The path of the righteous man is beset on all sides by the iniquities of the selfish and the tyranny of evil men. Blessed is he, who in the name of charity and good will, shepherds the weak through the valley of darkness, for he is truly his brother's keeper and the finder of lost children. And I will strike down upon thee with great vengeance and furious anger those who would attempt to poison and destroy my brothers. And you will know my name is the Lord when I lay my vengeance upon thee.

_Jules_ ~ Pulp Fiction


----------



## willyhunting (Apr 21, 2006)

The Funniest movie ever, Blazin' Saddles.

"Somebodys gotta go back and get a **** load of dimes!"
At the toll booth in the desert....

Too Many others to list..


----------



## rayfish (Apr 5, 2006)

Say hello to my little friend. Scarface


----------



## IkanRaja (Jun 1, 2004)

*Dundee*

that's not a knife...THIS is a knife!


----------



## Blk Jck 224 (Oct 16, 2009)

HydraSports said:


> Tombstone Doc Holliday, "I'm your huckleberry"


Why Johnny Ringo...Looks like somebody just walked over your grave.

Fight's not with you Holiday...I was just foolin about.

I wasn't...play for blood...remember...


----------



## Blk Jck 224 (Oct 16, 2009)

*Jaws*

We're going to need a bigger boat...


----------



## RedFisch (Jan 15, 2009)

"Are you going to bark all day little doggie or are you going to bite?" Michael Madsen, Resevoir Dogs


----------



## Rusty S (Apr 6, 2006)

Some People just need Killing. Clay Pidgeons. Best Movie never saw==Vince Vaughn, Joaquin Phoenix, Jeanine Guarafilio.. Check it out out. rs


----------



## Life Aquatic (Oct 24, 2006)

*Princess Leia*: Why, you stuck up, half-witted, scruffy-looking Nerf herder. 
*Han Solo*: Who's scruffy-looking?


----------



## slopoke (Jul 10, 2005)

Peter Clemenza: "Leave the gun. Take the cannoli."


Will Munny: "Well, you sure killed the hell outta that fella today."


----------



## RACK EM UP 31 (Jan 9, 2010)

Tell my mother I love her.

But Llewelyn, your mother’s dead.

Then I’ll tell her myself.

- No Country For Old Men


----------



## Miles2Fish (Dec 2, 2008)

Strange Brew.......

It's my last one......Go......Go.....It's a Jelly.....


----------



## Hotrod (Oct 11, 2006)

This movie has the best quotes of all time! At 3:55 is the best one and 6:12 . I dont think there is another movie that can touch it.






.


----------



## Empireboats (Mar 8, 2009)

"Your boys might get me in a rush, but now before I make your head into a canoe, you got that Ike."

Tombstone.


----------



## Never easy (Mar 20, 2006)

You all know me. You know how I earn a livin'. I'll catch this bird for ya, but it ain't gonna be easy. Bad fish! Not like goin' down to the pond chasing bluegills or tommycats. This shark will swallow you whole. Shakin'. Tenderizin'. Down you go. Now we got to do it quick.
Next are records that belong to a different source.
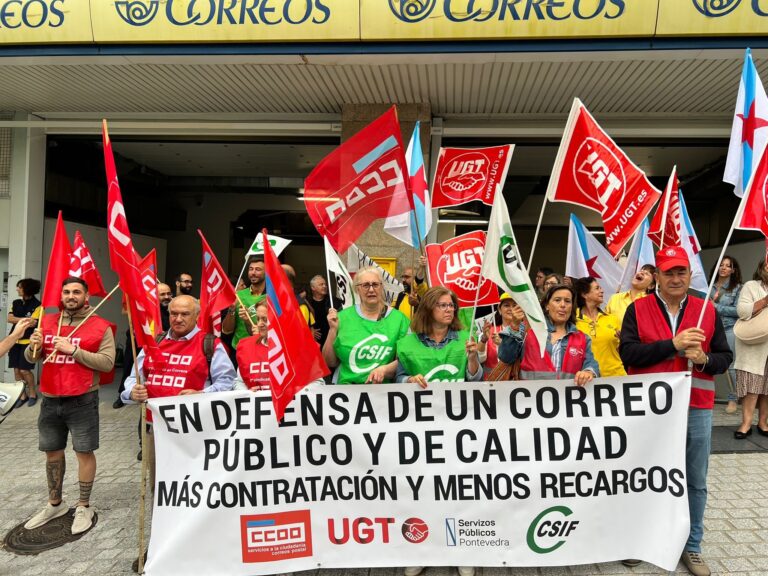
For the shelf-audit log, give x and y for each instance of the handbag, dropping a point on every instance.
(754, 330)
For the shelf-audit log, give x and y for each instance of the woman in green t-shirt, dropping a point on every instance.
(438, 349)
(362, 339)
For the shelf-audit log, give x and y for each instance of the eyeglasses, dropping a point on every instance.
(368, 285)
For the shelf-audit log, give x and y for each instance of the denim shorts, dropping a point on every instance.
(76, 414)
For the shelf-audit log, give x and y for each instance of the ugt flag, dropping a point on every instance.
(123, 258)
(216, 291)
(587, 257)
(361, 181)
(503, 265)
(82, 265)
(592, 171)
(412, 227)
(466, 174)
(665, 226)
(749, 133)
(294, 358)
(753, 209)
(58, 266)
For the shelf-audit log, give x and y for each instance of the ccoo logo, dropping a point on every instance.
(411, 11)
(716, 8)
(137, 12)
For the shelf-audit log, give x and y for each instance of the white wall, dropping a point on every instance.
(96, 240)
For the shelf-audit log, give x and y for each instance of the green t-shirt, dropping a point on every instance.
(249, 300)
(363, 345)
(446, 364)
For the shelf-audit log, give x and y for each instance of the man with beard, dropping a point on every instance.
(240, 317)
(69, 385)
(184, 284)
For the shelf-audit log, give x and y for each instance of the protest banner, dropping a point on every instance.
(463, 474)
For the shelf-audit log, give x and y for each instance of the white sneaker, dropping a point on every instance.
(83, 519)
(46, 515)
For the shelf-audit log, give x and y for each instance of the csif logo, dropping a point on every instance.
(551, 524)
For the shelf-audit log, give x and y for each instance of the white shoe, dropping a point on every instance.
(46, 515)
(83, 519)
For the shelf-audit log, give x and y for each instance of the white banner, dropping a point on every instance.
(491, 474)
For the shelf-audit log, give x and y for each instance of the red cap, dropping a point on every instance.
(671, 256)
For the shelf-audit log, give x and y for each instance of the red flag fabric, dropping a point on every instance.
(456, 264)
(466, 174)
(123, 259)
(81, 265)
(148, 271)
(667, 216)
(216, 291)
(294, 357)
(753, 210)
(592, 171)
(361, 181)
(58, 266)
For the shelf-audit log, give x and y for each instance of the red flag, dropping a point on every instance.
(148, 271)
(456, 264)
(753, 210)
(58, 266)
(361, 181)
(466, 174)
(82, 265)
(216, 291)
(667, 216)
(123, 258)
(294, 357)
(592, 171)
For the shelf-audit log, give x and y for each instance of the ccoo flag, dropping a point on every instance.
(587, 257)
(412, 227)
(592, 171)
(749, 133)
(294, 356)
(502, 264)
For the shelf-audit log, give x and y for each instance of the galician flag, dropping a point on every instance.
(690, 244)
(404, 226)
(640, 253)
(587, 257)
(749, 133)
(503, 265)
(345, 291)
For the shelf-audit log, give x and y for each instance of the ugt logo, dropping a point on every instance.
(137, 12)
(412, 11)
(716, 8)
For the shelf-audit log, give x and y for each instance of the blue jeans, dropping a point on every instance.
(697, 448)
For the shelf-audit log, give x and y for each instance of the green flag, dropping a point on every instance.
(502, 264)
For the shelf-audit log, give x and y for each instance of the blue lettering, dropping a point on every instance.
(620, 5)
(551, 10)
(56, 11)
(580, 16)
(304, 17)
(7, 12)
(324, 9)
(264, 10)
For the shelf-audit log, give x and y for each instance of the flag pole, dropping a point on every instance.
(536, 235)
(90, 313)
(144, 467)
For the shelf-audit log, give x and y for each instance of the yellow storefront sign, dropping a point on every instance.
(45, 21)
(204, 21)
(505, 19)
(713, 18)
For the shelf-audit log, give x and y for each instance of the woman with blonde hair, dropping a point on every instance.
(362, 339)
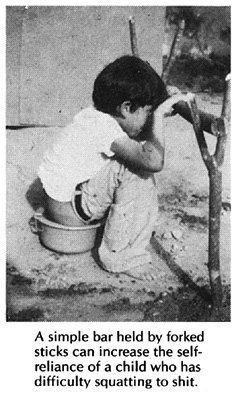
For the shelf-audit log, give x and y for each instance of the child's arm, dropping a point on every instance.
(148, 156)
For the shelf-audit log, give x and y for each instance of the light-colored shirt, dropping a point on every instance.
(79, 152)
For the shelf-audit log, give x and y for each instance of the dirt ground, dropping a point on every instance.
(46, 286)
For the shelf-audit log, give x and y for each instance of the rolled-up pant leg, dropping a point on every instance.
(131, 199)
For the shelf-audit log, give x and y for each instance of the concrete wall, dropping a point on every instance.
(55, 53)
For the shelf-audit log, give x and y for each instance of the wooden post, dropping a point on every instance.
(202, 121)
(133, 37)
(214, 166)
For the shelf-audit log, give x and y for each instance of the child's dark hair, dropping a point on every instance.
(128, 78)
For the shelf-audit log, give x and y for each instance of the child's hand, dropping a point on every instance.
(172, 90)
(165, 108)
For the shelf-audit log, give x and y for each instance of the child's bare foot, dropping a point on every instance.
(145, 272)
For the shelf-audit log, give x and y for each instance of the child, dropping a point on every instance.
(103, 164)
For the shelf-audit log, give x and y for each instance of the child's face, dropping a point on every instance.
(133, 122)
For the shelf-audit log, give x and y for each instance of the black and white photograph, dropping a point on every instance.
(118, 203)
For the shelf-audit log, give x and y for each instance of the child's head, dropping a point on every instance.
(128, 79)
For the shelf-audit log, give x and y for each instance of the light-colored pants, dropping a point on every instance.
(131, 199)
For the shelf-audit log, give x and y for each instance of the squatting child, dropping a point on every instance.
(104, 164)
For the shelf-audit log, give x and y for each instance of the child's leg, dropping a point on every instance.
(132, 203)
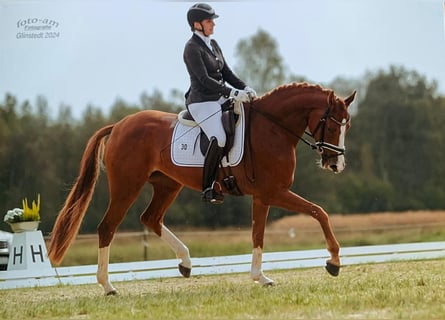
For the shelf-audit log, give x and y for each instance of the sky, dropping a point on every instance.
(94, 52)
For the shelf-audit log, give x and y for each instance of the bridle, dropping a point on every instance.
(317, 145)
(320, 145)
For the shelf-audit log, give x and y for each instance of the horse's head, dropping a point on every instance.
(328, 127)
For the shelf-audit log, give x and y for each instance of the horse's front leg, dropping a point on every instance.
(180, 249)
(292, 202)
(259, 218)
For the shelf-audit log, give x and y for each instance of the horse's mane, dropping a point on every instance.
(300, 87)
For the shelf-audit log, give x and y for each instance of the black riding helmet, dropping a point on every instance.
(199, 12)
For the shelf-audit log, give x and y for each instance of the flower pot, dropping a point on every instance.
(22, 226)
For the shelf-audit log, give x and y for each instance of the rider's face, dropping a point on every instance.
(208, 25)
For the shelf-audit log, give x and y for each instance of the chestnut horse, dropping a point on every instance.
(138, 150)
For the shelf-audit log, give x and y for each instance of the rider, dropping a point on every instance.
(209, 73)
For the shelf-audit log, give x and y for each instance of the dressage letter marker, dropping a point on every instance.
(28, 252)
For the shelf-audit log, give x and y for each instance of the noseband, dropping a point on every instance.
(321, 145)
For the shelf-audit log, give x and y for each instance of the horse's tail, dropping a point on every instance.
(70, 217)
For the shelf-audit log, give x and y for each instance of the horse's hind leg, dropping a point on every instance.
(260, 212)
(165, 191)
(122, 196)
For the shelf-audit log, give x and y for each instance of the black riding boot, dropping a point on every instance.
(211, 163)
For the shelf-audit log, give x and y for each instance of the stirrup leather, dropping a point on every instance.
(212, 196)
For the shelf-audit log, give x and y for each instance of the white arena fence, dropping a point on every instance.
(221, 265)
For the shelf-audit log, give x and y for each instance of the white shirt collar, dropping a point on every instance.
(204, 38)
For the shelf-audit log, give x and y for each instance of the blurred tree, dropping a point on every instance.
(260, 64)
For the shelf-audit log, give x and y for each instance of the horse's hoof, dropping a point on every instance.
(112, 293)
(332, 269)
(184, 271)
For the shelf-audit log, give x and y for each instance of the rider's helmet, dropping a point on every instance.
(199, 12)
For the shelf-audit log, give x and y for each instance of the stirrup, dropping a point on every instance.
(212, 196)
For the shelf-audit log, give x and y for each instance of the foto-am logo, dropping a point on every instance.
(32, 24)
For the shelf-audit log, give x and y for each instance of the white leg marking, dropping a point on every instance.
(255, 272)
(102, 270)
(181, 251)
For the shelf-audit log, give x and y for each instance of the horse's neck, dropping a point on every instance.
(291, 111)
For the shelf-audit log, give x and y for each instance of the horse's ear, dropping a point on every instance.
(349, 99)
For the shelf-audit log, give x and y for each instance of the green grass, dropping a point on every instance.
(128, 247)
(402, 290)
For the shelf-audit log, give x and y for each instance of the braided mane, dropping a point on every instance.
(301, 87)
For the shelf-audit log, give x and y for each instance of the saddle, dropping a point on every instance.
(229, 119)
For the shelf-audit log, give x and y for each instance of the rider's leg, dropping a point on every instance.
(211, 163)
(208, 116)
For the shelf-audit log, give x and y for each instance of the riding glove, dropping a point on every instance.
(240, 95)
(250, 92)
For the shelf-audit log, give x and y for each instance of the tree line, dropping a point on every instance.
(394, 149)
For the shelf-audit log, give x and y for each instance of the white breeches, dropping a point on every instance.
(208, 115)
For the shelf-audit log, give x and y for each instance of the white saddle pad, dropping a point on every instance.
(186, 151)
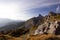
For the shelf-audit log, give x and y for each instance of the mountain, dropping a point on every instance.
(51, 24)
(37, 28)
(9, 25)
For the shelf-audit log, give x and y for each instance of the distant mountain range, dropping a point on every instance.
(36, 25)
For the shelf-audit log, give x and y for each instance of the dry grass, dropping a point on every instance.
(44, 37)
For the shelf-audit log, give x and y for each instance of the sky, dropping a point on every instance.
(26, 9)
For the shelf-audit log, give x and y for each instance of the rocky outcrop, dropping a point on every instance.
(49, 27)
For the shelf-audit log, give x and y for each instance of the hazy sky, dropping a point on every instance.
(25, 9)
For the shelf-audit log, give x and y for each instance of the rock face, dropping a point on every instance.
(49, 27)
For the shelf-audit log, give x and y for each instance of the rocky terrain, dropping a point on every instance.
(37, 28)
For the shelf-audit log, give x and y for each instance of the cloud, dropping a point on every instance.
(57, 9)
(23, 6)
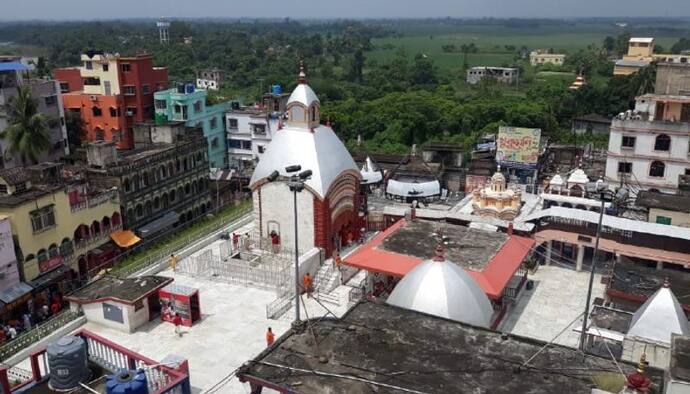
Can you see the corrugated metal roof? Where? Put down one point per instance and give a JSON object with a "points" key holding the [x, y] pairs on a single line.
{"points": [[663, 230], [659, 317]]}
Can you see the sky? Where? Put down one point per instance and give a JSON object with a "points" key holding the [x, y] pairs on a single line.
{"points": [[301, 9]]}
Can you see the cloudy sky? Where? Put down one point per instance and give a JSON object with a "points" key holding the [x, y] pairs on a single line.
{"points": [[100, 9]]}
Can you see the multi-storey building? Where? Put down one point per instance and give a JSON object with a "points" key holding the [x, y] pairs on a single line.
{"points": [[187, 104], [541, 57], [649, 148], [47, 97], [161, 182], [57, 223], [111, 93]]}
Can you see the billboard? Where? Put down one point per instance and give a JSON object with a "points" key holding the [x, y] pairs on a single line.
{"points": [[518, 147]]}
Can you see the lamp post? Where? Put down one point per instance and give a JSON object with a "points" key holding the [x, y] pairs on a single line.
{"points": [[605, 196], [296, 184]]}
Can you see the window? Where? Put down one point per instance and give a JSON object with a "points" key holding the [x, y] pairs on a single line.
{"points": [[662, 143], [657, 169], [628, 142], [663, 220], [42, 219], [624, 168]]}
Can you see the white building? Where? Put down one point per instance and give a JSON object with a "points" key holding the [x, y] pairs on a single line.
{"points": [[329, 204], [504, 75], [249, 132], [649, 148]]}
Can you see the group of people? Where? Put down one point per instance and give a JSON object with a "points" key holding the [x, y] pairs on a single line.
{"points": [[37, 310]]}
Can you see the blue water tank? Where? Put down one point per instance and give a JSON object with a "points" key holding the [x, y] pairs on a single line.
{"points": [[127, 382]]}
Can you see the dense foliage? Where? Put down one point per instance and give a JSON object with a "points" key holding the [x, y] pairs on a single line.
{"points": [[393, 103]]}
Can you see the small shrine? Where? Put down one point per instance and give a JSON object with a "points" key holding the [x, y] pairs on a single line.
{"points": [[496, 200]]}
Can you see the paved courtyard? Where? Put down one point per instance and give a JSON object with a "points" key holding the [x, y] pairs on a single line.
{"points": [[558, 296]]}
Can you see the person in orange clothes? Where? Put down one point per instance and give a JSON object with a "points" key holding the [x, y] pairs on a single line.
{"points": [[307, 281], [270, 337]]}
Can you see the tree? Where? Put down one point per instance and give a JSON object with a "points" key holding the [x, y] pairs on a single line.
{"points": [[27, 130]]}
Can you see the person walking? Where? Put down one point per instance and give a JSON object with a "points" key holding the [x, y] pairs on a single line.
{"points": [[173, 262], [177, 321], [270, 337]]}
That'll bring back the tourists and it'll put all your businesses on a payin' basis. But it's not gonna be pleasant. I value my neck a lot more than three thousand bucks, Chief. I'll find him for three, but I'll catch him and kill him for ten. You've got to make up your minds. Gonna stay alive and ante up? Or want to play it cheap, be on welfare the whole winter. I don't want no volunteers. I don't want no mates. There's too many captains on this island. $10,000 dollars for me by myself. For that, you get the head, the tail, the whole **** thing


----------



## baykruzer (May 22, 2004)

Micky Rooney- Here ya go boys, you can eat these with the skins on em.


----------



## Nwilkins (Jan 18, 2009)

Fletch

I'm afraid I'm gonna have to pull rank on you. I didn't want to have to do this. I'm with the Mattress Police. There are no tags on these mattresses. 


Can I borrow your towel for a sec? My car just hit a water buffalo. 


Hey! It's all ball bearings nowadays. Now you prepare that Fetzer valve with some 3-in-1 oil and some gauze pads. And I'm gonna need 'bout ten quarts of anti-freeze, preferably Prestone. No, no make that Quaker State.


----------



## Never easy (Mar 20, 2006)

*Jeff Spicoli*: All I need are some tasty waves, a cool buds, and I'm fine

Make up your mind, dude, is he gonna chit or is he gonna kill us?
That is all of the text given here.